Cette application stricte trouve sa justification dans les exigences du procès équitable. Le grief de dénaturation constitue un moyen de cassation admis contre les arrêts d’appel. Il sanctionne une interprétation contraire à la teneur claire et précise d’un acte. La Cour de cassation exerce ici un pouvoir de censure pleinement justifié. La lettre de la sage-femme était un élément central du débat. Son contenu pouvait influencer directement la qualification juridique des faits. En écartant sans raison valable une portion déterminante de l’écrit, la cour d’appel a privé sa décision de base légale. La Haute juridiction remplit ainsi son office unificateur. Elle veille à ce que les règles de droit probatoire soient uniformément appliquées. Cette vigilance est particulièrement cruciale en matière médicale. Les enjeux humains et indemnitaires y sont considérables. La précision dans l’examen des preuves s’impose donc avec une acuité renforcée.

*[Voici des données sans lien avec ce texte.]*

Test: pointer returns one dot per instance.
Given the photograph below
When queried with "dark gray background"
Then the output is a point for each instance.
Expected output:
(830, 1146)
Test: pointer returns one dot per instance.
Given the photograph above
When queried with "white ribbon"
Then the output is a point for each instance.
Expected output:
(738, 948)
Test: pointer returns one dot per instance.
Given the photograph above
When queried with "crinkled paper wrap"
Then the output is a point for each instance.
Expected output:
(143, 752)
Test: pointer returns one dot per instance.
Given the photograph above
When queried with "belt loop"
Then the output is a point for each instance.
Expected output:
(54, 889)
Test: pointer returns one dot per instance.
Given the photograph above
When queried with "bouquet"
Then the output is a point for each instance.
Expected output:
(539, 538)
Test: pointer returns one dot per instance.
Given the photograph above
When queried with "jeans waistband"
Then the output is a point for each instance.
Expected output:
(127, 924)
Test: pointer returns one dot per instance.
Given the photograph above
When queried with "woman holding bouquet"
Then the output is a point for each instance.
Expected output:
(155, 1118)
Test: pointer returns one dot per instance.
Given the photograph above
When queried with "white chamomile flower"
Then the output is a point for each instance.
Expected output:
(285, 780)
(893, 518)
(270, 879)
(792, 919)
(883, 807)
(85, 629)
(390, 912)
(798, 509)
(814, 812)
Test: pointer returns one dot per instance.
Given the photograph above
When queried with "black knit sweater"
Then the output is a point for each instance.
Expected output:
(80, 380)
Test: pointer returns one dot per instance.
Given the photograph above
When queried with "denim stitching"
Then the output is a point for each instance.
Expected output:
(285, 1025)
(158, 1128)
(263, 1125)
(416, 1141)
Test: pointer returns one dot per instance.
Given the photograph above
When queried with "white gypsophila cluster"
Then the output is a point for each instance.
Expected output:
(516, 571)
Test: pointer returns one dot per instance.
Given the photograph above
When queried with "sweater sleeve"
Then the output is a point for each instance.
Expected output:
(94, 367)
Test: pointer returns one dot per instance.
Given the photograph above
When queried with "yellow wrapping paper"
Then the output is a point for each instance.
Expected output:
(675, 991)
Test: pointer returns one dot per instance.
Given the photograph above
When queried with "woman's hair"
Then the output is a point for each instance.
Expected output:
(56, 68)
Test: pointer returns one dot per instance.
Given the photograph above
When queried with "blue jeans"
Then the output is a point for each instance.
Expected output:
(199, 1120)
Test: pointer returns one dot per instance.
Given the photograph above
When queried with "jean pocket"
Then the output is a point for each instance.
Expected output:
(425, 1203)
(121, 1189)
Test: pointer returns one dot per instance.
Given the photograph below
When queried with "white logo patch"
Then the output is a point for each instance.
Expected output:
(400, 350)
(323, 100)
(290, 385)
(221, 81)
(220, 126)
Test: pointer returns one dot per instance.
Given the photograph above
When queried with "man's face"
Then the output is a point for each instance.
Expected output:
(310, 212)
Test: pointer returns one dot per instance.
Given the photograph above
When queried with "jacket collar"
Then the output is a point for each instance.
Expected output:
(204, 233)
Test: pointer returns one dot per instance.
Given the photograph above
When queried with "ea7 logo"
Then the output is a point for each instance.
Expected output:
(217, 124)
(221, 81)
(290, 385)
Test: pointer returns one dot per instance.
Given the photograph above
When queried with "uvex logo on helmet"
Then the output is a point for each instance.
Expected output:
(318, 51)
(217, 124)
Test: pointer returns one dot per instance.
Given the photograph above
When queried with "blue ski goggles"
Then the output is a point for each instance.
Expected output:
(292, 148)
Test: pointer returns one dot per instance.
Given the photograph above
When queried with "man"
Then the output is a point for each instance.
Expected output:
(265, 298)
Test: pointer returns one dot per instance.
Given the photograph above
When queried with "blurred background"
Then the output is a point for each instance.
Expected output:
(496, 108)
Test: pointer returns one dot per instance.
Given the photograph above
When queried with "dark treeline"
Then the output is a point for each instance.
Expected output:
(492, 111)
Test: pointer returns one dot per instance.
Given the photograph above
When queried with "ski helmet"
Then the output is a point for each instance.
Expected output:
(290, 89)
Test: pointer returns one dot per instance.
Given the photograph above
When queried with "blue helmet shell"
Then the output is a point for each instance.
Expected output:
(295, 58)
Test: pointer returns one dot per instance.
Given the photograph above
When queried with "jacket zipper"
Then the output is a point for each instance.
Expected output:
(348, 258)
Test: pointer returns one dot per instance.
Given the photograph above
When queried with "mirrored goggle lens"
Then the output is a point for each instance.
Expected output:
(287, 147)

**II. La portée de la décision sur l’appréciation de la faute du personnel médical**
Au-delà de l’aspect probatoire, l’arrêt a une incidence substantielle sur le droit de la responsabilité médicale. La solution insiste sur le lien entre la connaissance d’un facteur de risque et l’existence d’une faute. La cour d’appel avait dissocié ces deux éléments. Elle avait reconnu que la rupture artificielle des membranes n’était « pas médicalement indiquée dans un contexte d’excès de liquide amniotique ». Pourtant, elle en avait déduit l’absence de faute en raison d’une prétendue méconnaissance de ce contexte. La Cour de cassation casse ce raisonnement. Elle estime que la preuve de la connaissance était bien apportée par l’écrit. La faute devient ainsi établie. L’arrêt réaffirme une exigence de cohérence dans le raisonnement judiciaire. La qualification d’un acte comme non conforme aux données de la science dépend des circonstances. La connaissance de ces circonstances par le professionnel est un préalable essentiel. Dès lors que cette connaissance est établie, l’acte déviant peut être qualifié de fautif.
Cette décision renforce les obligations d’information et de coordination au sein des équipes médicales. La sage-femme avait pris en charge la patiente en cours de travail. La connaissance du dossier, incluant l’excès de liquide amniotique, lui était imputable. La clinique, en sa qualité d’employeur, en répondait. La Cour de cassation valide implicitement ce raisonnement. Elle rappelle que les établissements de santé doivent garantir une transmission efficace des informations cliniques. Tout manquement à cette obligation engage leur responsabilité. La solution s’inscrit dans une jurisprudence exigeante. Elle protège les patients contre les erreurs liées à des discontinuités dans les soins. L’arrêt renvoie l’affaire devant la cour d’appel de Nîmes. Celle-ci devra, sur la base des mêmes éléments, caractériser la faute et établir un lien de causalité. La censure opérée guide donc directement la future décision sur le fond. Elle influence durablement l’appréciation des manquements aux obligations professionnelles.